B. LE GOUVERNEMENT A RÉDUIT SES AMBITIONS EN MÊME TEMPS QU'IL RÉDUISAIT L'ÉTENDUE DE SON PROGRAMME

1. La recherche du succès quantitatif

Le programme " nouveaux services - nouveaux emplois " constitue, dans le cadre du projet de loi de finances pour 1999, la deuxième priorité du Gouvernement en termes de politique de l'emploi avec la réduction du temps de travail. Un an après le vote de la loi, l'examen du premier bilan appelle des commentaires contrastés.

A la fin du mois de novembre, 151.926 emplois avaient été créés et 109.014 jeunes avaient été embauchés . Alors que les embauches de 1997 et début 1998 étaient toutes concentrées dans l'Education nationale et la Police nationale, les associations, les collectivités locales et les établissements publics ont, depuis, pris le relais.

Sur le plan quantitatif, le dispositif constitue donc indubitablement un succès, doit-on d'ailleurs s'en étonner compte tenu du fort taux de chômage des jeunes existant dans notre pays ? Ces emplois payés au SMIC ont constitué une véritable aubaine pour des jeunes en panne d'emploi. Par ailleurs, nombre d'entre eux sont apparus, à juste titre, comme une voie d'entrée par la petite porte dans la fonction publique.

Si ce n'était le coût budgétaire qui se monte au total 18( * ) à environ 17 milliards de francs pour 250.000 emplois fin 1999, compte tenu de la dotation budgétaire de 13,875 milliards (chapitre 44-01, article 10) et des reports de crédits de 1998, on pourrait se satisfaire de ce dispositif d'emplois publics d'urgence.

Le jugement est cependant nécessairement plus prudent lorsque l'on rentre dans le détail des emplois créés et plus encore lorsque l'on envisage leur pérennisation.

Les auditions auxquelles les rapporteurs ont procédé ont confirmé que, dans bien des cas, les représentants du Gouvernement avaient été assez peu regardants sur l'utilité des emplois ou même sur leur caractère nouveau ou encore émergent.

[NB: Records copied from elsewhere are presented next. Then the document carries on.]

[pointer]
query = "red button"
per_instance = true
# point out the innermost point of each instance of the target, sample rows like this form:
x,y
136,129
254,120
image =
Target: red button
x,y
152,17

2. Le Gouvernement a choisi la facilité en privilégiant l'emploi public

" Aujourd'hui, l'Etat dépense des sommes considérables pour favoriser l'emploi des jeunes, qui ne font qu'entretenir le cercle vicieux de la précarité. En simplifiant drastiquement ces aides, sans augmenter les dépenses publiques, notre objectif est de créer 700.000 vrais emplois pour les jeunes, pour moitié dans le secteur public, pour moitié dans le secteur privé " 19( * ) .

La promesse électorale du parti socialiste, lors de la campagne pour les élections législatives du printemps 1997, a été reprise par le Premier ministre dans sa déclaration 20( * ) de politique générale du 19 juin 1997 : " l'emploi doit surtout bénéficier aux jeunes. Le programme connu sous le nom de " 700.000 jeunes " répond à cette priorité absolue. Tous les acteurs publics et privés, sous l'impulsion et avec l'aide de l'Etat, seront mobilisés pour que les engagements pris soient tenus ".

Dix-huit mois après l'entrée en fonction du Gouvernement, force est de constater que l'engagement n'a pas encore été tenu, les aides n'ont pas été simplifiées, la dépense publique continue à augmenter et les 700.000 emplois ont fondu de moitié.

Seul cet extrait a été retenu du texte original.